A Man came out of a door in the mountain

Winner of the The Pinckley Prize for Debut Novel

In isolated British Columbia, girls, mostly Native, are vanishing from the sides of a notorious highway. Leo Kreutzer and his four friends are barely touched by these disappearances–until a series of mysterious and troublesome outsiders come to town, and it seems as if the devil himself has appeared among them.

In this intoxicatingly lush debut novel, Adrianne Harun weaves together folklore, mythology, and elements of magical realism to create a compelling and unsettling portrait of life in a dead-end town. A Man Came Out of a Door in the Mountain is atmospheric and evocative, a broken world rendered with grit and poetry in equal measure.

 

 


Praise for A Man Came Out of a Door in the Mountain

"Let me put it like this: in a just world, A Man Came Out of a Door in the Mountain would be making headlines. You’d be reading about mammoth advances and film sales and think pieces. In a just world, it would be the big buzz book of the season. Instead, it’s a spectacular read, one you can come to fresh. And come to it you should. No, you must."

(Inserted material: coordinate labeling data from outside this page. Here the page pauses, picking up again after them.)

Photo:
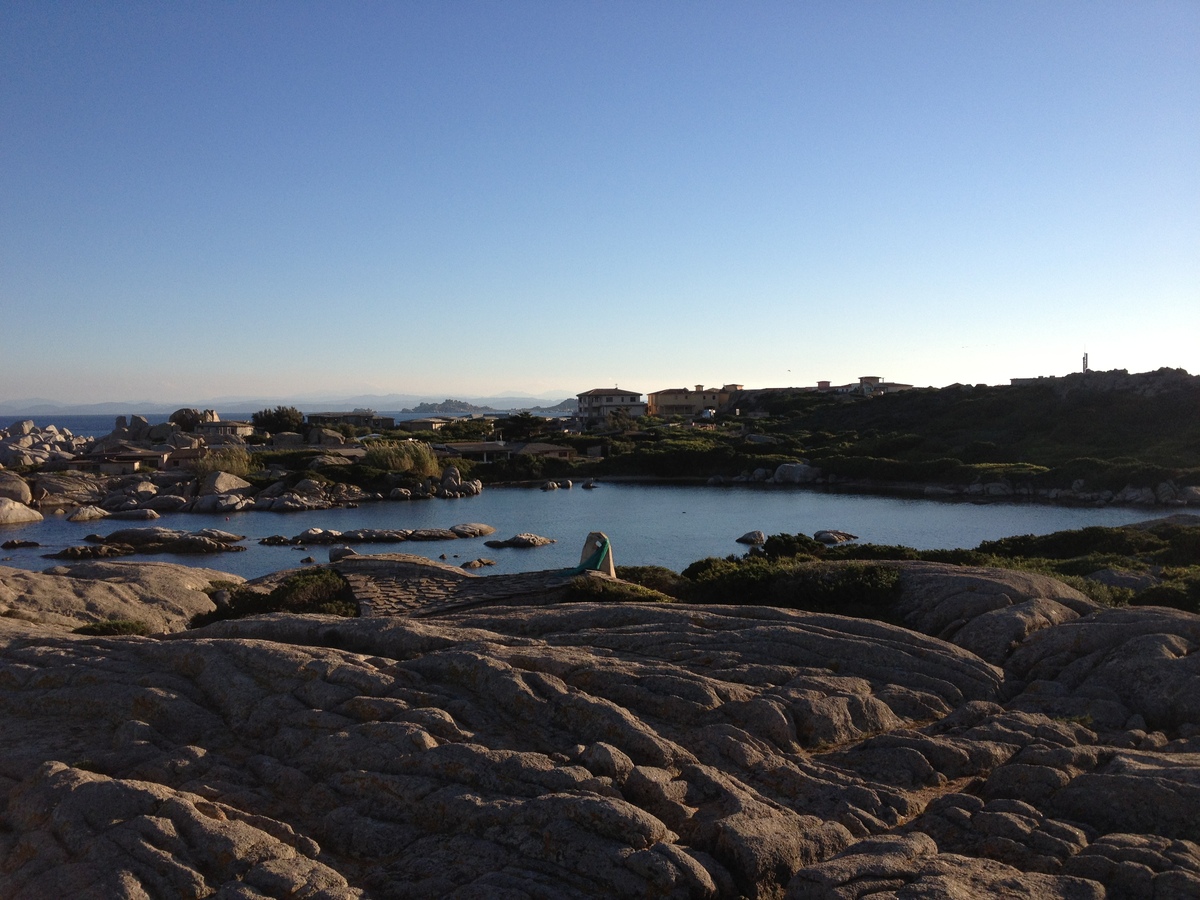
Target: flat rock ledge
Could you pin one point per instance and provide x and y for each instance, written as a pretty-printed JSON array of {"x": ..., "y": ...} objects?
[{"x": 598, "y": 750}]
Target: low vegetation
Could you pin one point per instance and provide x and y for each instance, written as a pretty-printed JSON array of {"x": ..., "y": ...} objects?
[
  {"x": 114, "y": 628},
  {"x": 797, "y": 573},
  {"x": 233, "y": 460},
  {"x": 321, "y": 591},
  {"x": 279, "y": 420},
  {"x": 413, "y": 457}
]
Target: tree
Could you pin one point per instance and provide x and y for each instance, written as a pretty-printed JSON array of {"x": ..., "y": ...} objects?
[{"x": 279, "y": 419}]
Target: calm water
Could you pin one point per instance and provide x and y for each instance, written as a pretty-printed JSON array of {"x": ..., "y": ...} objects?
[
  {"x": 94, "y": 426},
  {"x": 648, "y": 525}
]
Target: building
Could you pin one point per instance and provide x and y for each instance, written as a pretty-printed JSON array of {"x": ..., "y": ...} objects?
[
  {"x": 477, "y": 450},
  {"x": 435, "y": 423},
  {"x": 552, "y": 451},
  {"x": 683, "y": 401},
  {"x": 225, "y": 429},
  {"x": 597, "y": 405},
  {"x": 867, "y": 385},
  {"x": 358, "y": 418}
]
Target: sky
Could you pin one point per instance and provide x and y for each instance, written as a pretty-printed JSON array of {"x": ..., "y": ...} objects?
[{"x": 474, "y": 198}]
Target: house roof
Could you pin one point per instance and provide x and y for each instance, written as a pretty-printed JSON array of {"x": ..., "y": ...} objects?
[
  {"x": 537, "y": 449},
  {"x": 607, "y": 391}
]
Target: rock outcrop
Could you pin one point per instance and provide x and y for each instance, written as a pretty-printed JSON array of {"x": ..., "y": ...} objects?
[
  {"x": 161, "y": 595},
  {"x": 586, "y": 750}
]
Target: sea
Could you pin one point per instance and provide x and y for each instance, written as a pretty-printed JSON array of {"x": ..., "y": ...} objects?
[
  {"x": 94, "y": 426},
  {"x": 648, "y": 525}
]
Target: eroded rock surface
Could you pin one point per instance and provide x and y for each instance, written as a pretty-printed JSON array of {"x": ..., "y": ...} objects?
[
  {"x": 585, "y": 750},
  {"x": 162, "y": 595}
]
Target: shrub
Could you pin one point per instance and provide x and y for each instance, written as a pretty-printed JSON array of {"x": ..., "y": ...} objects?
[
  {"x": 321, "y": 591},
  {"x": 605, "y": 591},
  {"x": 859, "y": 589},
  {"x": 409, "y": 456},
  {"x": 780, "y": 546},
  {"x": 655, "y": 577},
  {"x": 234, "y": 460},
  {"x": 113, "y": 628},
  {"x": 279, "y": 419}
]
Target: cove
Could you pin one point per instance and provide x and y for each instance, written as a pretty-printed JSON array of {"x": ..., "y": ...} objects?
[{"x": 648, "y": 525}]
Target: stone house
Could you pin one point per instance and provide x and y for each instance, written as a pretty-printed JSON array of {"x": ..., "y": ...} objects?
[
  {"x": 597, "y": 405},
  {"x": 358, "y": 418},
  {"x": 683, "y": 401}
]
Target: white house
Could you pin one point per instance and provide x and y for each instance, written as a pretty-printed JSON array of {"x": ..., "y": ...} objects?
[{"x": 597, "y": 405}]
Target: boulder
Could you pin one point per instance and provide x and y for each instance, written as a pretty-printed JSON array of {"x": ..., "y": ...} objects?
[
  {"x": 325, "y": 437},
  {"x": 87, "y": 514},
  {"x": 13, "y": 513},
  {"x": 432, "y": 534},
  {"x": 493, "y": 747},
  {"x": 13, "y": 487},
  {"x": 222, "y": 483}
]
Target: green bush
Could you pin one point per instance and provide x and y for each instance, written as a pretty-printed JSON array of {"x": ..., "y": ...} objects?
[
  {"x": 279, "y": 419},
  {"x": 655, "y": 577},
  {"x": 858, "y": 589},
  {"x": 785, "y": 546},
  {"x": 111, "y": 628},
  {"x": 408, "y": 456},
  {"x": 605, "y": 591},
  {"x": 233, "y": 460},
  {"x": 321, "y": 591}
]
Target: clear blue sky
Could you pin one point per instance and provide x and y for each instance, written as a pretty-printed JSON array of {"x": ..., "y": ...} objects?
[{"x": 463, "y": 198}]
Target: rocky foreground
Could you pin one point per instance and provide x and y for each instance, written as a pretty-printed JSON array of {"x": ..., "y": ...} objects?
[{"x": 1015, "y": 741}]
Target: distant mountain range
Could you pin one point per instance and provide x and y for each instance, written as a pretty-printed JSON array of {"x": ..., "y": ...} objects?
[{"x": 385, "y": 402}]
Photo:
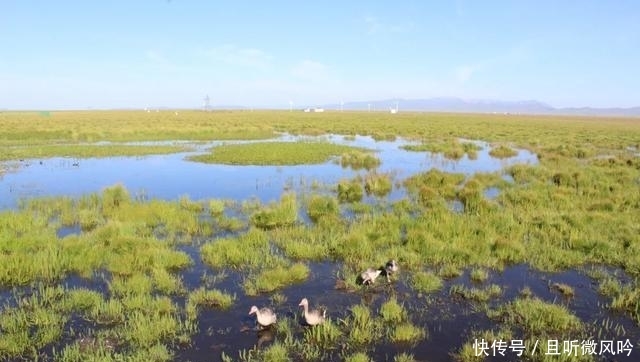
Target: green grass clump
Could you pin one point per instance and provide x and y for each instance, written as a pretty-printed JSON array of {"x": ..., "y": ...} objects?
[
  {"x": 358, "y": 357},
  {"x": 540, "y": 319},
  {"x": 451, "y": 149},
  {"x": 502, "y": 151},
  {"x": 275, "y": 353},
  {"x": 407, "y": 333},
  {"x": 325, "y": 335},
  {"x": 362, "y": 326},
  {"x": 319, "y": 206},
  {"x": 564, "y": 289},
  {"x": 426, "y": 282},
  {"x": 271, "y": 279},
  {"x": 359, "y": 160},
  {"x": 476, "y": 294},
  {"x": 442, "y": 184},
  {"x": 479, "y": 275},
  {"x": 85, "y": 151},
  {"x": 278, "y": 214},
  {"x": 392, "y": 312},
  {"x": 244, "y": 252},
  {"x": 272, "y": 153},
  {"x": 350, "y": 190},
  {"x": 213, "y": 298}
]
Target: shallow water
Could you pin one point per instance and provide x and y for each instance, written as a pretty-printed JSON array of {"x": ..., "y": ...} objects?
[
  {"x": 172, "y": 176},
  {"x": 448, "y": 320}
]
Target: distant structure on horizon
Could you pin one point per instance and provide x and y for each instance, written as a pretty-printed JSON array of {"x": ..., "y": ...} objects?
[
  {"x": 206, "y": 105},
  {"x": 394, "y": 110}
]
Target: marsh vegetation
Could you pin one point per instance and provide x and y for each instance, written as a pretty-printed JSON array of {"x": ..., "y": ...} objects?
[{"x": 117, "y": 274}]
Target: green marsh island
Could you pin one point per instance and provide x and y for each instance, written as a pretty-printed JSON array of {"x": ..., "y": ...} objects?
[{"x": 137, "y": 236}]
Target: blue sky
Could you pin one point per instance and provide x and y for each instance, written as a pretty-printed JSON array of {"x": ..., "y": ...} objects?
[{"x": 146, "y": 53}]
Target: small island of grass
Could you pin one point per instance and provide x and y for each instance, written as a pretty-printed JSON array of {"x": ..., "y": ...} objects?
[{"x": 273, "y": 153}]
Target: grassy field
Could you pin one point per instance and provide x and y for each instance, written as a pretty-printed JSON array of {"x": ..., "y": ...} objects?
[
  {"x": 575, "y": 210},
  {"x": 273, "y": 153}
]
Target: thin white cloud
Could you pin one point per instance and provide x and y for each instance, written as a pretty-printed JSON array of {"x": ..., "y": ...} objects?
[
  {"x": 374, "y": 26},
  {"x": 311, "y": 71},
  {"x": 518, "y": 54},
  {"x": 465, "y": 72},
  {"x": 244, "y": 57}
]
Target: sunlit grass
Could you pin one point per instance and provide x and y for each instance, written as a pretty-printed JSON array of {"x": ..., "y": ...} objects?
[{"x": 272, "y": 153}]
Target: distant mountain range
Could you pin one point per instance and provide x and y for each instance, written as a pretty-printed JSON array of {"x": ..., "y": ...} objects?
[{"x": 451, "y": 104}]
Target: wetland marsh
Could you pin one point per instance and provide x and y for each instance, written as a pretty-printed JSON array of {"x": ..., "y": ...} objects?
[{"x": 504, "y": 227}]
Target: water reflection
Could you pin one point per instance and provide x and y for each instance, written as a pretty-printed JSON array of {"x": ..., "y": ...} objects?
[{"x": 172, "y": 176}]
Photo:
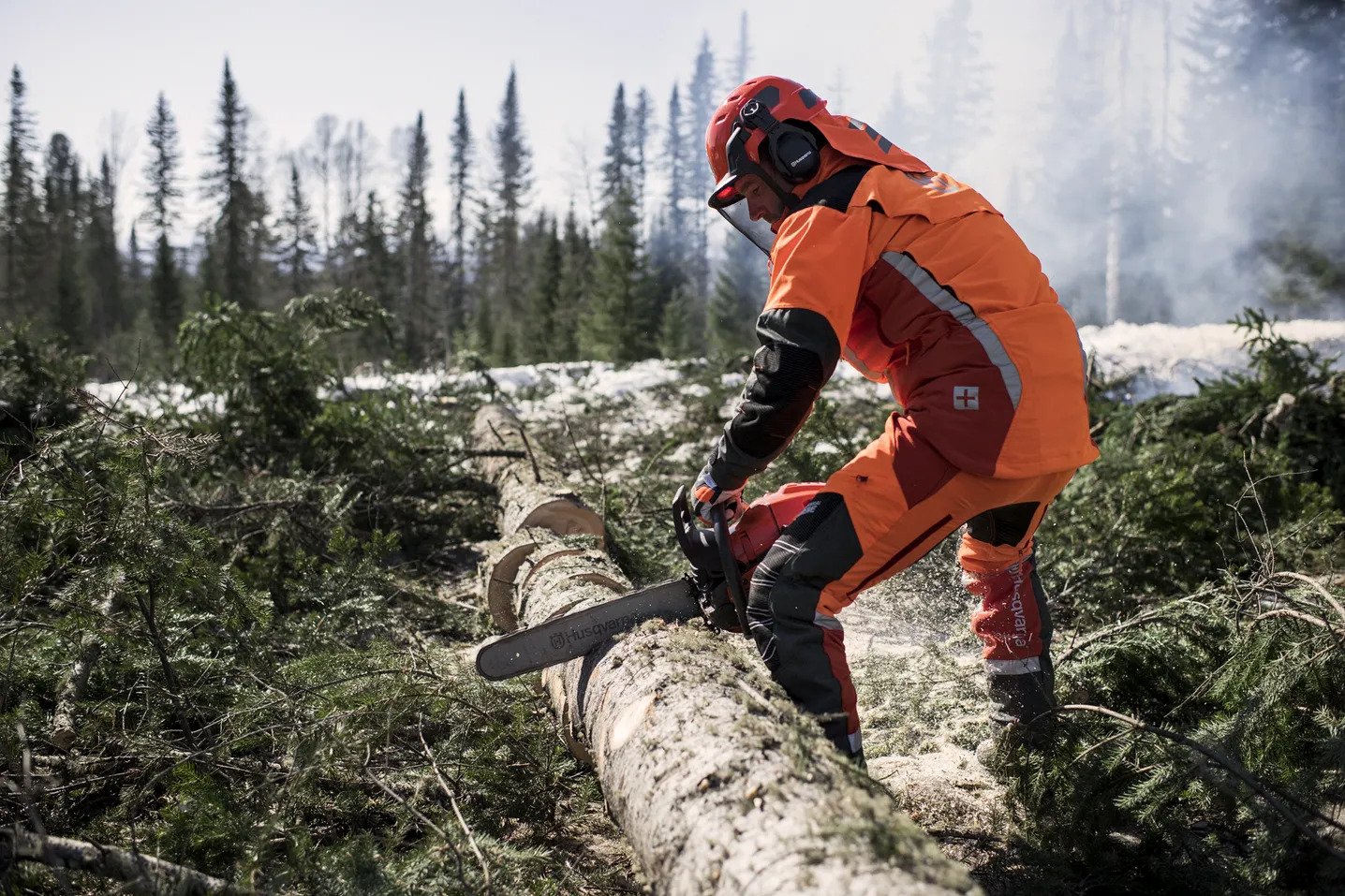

Robert Wiersama, Vancover Sun

"A Man Came Out of a Door in the Mountain proves that Harun is heir apparent to Louise Erdrich and Harry Crews. Her characters shimmer and squirm in liminal spaces, nether regions of geography, race, spirituality and aesthetics. This novel is a mesmerizing incantation, harrowing and hypnotic."

Clare Vaye Watkins, New York Times

"Adrianne Harun's dark, mysterious novel is by turns Gothic and grittily realistic, astute and poetic in its evocation of evil everywhere."

— Andrea Barrett, National Book Award Winner and author of Ship Fever and Servants of the Map

"Harun finds beauty in pitch black; she makes poetry out of brutality and grace out of terror. She is an alchemist, turning the worst aspects of life into gold." 

-- Diana Wagman, author of The Care and Feeding of Exotic Pets and Bump, in the Los Angeles Review of Books

"A Man Came out of a Door in the Mountain is a rich, haunting, original novel that captures evil in many forms--mythic, magic and chillingly real. Adrianne Harun's writing can hold you breathless."